PEO insurance reserves: As part of the PEO solution, the Company offers workers’ compensation insurance and health insurance to clients for the benefit of client employees. Workers’ compensation insurance is primarily provided under fully insured high deductible workers’ compensation insurance policies. Workers’ compensation insurance reserves are established to provide for the estimated costs of paying claims up to per occurrence liability limits. These reserves also include estimates of certain expenses associated with processing and settling these claims. In establishing the PEO workers’ compensation insurance reserves, the Company uses an independent actuarial estimate of undiscounted future cash payments that would be made to settle claims. The evaluation, review, and determination of estimated ultimate losses by the Company’s appointed actuary are based on actuarial methods and assumptions. The estimated ultimate losses are primarily based upon estimated loss development factors, and other factors such as the nature of employees’ job responsibilities, the historical frequency and severity of workers’ compensation claims, and an estimate of future cost trends. Each reporting period, changes in actuarial assumptions resulting from changes in actual claims experience and other trends are incorporated into our workers’ compensation claims cost estimates. The Company’s maximum individual claims liability under its PEO workers’ compensation insurance policies was $1.0 million for both fiscal 2021 and fiscal 2020.

With respect to the PEO health insurance, the Company offers various health insurance plans that take the form of either fully insured guaranteed cost plans with various national insurance carriers or a fully insured minimum premium insurance arrangement with coverage provided through a single national carrier. In addition, the Company also provides self-insured dental and vision plans to certain of its PEO clients. Under the minimum medical premium insurance arrangement and self-insured dental and vision plans, the Company’s health benefits insurance reserves are established to provide for the payment of claims in accordance with its service contract with the carrier. The claims liability includes estimates for reported losses, plus amounts for those claims incurred but not reported, and estimates of certain expenses associated with processing and settling the claims. The Company’s maximum individual claims liability was $0.3 million under its policies during both fiscal 2021 and fiscal 2020.
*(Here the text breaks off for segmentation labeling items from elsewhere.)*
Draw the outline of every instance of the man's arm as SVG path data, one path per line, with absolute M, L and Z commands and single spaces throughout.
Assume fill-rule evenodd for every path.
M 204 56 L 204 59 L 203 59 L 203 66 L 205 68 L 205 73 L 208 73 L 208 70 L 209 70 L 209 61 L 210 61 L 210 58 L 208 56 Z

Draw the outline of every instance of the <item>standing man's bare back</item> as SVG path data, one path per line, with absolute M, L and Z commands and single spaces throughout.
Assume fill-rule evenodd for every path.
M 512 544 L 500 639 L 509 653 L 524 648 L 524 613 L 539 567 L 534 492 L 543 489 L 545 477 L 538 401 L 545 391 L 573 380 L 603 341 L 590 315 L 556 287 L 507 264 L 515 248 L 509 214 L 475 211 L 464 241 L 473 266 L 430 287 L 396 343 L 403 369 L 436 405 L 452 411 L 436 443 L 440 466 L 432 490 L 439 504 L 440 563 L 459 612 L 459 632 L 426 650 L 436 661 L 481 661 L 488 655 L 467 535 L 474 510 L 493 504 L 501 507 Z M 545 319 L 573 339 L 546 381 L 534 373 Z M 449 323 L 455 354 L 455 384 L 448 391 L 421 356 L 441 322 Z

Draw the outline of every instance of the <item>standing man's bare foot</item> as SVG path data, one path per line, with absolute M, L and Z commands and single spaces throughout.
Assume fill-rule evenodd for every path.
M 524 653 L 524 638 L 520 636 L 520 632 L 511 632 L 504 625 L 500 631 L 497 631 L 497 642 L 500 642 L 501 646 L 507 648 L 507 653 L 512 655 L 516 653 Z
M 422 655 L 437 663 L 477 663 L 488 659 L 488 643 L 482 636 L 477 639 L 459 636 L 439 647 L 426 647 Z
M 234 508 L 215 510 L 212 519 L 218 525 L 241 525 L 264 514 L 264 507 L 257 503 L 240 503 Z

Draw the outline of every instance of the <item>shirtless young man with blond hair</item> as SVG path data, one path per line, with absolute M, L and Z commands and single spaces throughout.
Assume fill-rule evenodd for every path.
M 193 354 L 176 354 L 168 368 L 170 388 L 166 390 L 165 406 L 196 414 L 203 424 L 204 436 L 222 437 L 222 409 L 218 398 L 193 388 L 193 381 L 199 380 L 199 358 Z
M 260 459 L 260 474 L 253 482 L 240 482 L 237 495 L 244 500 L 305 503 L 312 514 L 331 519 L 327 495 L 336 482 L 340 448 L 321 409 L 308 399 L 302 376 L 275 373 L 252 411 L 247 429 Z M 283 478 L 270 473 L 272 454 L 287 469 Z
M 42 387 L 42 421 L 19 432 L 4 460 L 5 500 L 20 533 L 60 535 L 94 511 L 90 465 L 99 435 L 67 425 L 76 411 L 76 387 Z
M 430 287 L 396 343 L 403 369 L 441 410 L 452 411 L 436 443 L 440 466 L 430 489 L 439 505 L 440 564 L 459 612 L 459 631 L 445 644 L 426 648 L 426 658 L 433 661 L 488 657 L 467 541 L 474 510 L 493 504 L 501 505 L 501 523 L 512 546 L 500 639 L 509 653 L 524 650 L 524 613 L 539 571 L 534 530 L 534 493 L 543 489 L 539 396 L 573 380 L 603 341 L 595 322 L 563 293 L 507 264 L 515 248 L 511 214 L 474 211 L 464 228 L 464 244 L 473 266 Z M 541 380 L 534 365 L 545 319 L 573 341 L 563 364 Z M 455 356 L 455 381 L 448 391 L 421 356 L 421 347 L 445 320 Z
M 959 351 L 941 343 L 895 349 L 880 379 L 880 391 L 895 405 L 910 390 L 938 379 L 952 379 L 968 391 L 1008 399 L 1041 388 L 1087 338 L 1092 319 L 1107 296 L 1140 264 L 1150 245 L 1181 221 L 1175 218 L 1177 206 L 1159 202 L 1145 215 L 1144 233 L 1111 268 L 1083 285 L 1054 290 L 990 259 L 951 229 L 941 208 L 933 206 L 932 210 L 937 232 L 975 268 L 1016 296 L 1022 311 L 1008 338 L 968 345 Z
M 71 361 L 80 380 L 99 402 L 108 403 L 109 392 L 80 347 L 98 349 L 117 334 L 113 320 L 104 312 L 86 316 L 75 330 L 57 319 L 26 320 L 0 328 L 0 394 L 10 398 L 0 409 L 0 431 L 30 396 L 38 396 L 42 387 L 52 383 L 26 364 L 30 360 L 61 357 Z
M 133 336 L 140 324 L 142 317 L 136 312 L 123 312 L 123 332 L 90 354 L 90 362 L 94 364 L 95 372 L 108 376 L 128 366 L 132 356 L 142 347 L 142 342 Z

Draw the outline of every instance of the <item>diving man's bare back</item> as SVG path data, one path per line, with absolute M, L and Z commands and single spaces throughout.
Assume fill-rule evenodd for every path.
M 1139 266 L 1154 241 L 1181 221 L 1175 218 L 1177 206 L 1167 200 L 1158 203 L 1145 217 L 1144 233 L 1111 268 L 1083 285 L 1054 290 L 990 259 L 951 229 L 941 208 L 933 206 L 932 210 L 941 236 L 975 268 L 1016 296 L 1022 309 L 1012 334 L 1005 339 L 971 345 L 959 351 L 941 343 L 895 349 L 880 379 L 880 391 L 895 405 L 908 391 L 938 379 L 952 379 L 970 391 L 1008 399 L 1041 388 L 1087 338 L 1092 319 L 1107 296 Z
Estimating the ultimate cost of future claims is an uncertain and complex process based upon historical loss experience and independent actuarial loss projections, and is subject to change due to multiple factors, including economic trends, changes in legal liability law, and damage awards, all of which could materially impact the reserves as reported in the consolidated financial statements. Accordingly, final claim settlements may vary from the present estimates, particularly with workers’ compensation

insurance where those payments may not occur until well into the future. The Company regularly reviews the adequacy of its estimated insurance reserves. Adjustments to previously established reserves are reflected in the results of operations for the period in which the adjustment is identified. Such adjustments could be significant, reflecting any combination of new and adverse or favorable trends.

Stock-based compensation costs: The Company has issued stock-based awards to employees and members of the Board consisting of stock options, restricted stock units, and restricted stock awards. The Company accounts for all stock-based awards to employees and members of the Board as compensation costs in the consolidated financial statements based on their fair values measured as of the date of grant. These costs are recognized over the requisite service period. Stock-based compensation costs recognized were $13.3 million for the three months ended August 31, 2020, as compared with $10.5 million for the three months ended August 31, 2019. The methods and assumptions used in the determination of the fair value of stock-based awards are consistent with those described in the Company’s Form 10-K for fiscal 2020.

Recently adopted accounting pronouncements: In June 2020, the Company adopted the following Accounting Standards Updates (“ASUs”), none of which had a material impact on its consolidated financial statements:

ASU No. 2020-04, “Reference Rate Reform (Topic 848): Facilitation of the Effects of Reference Rate Reform on Financial Reporting;”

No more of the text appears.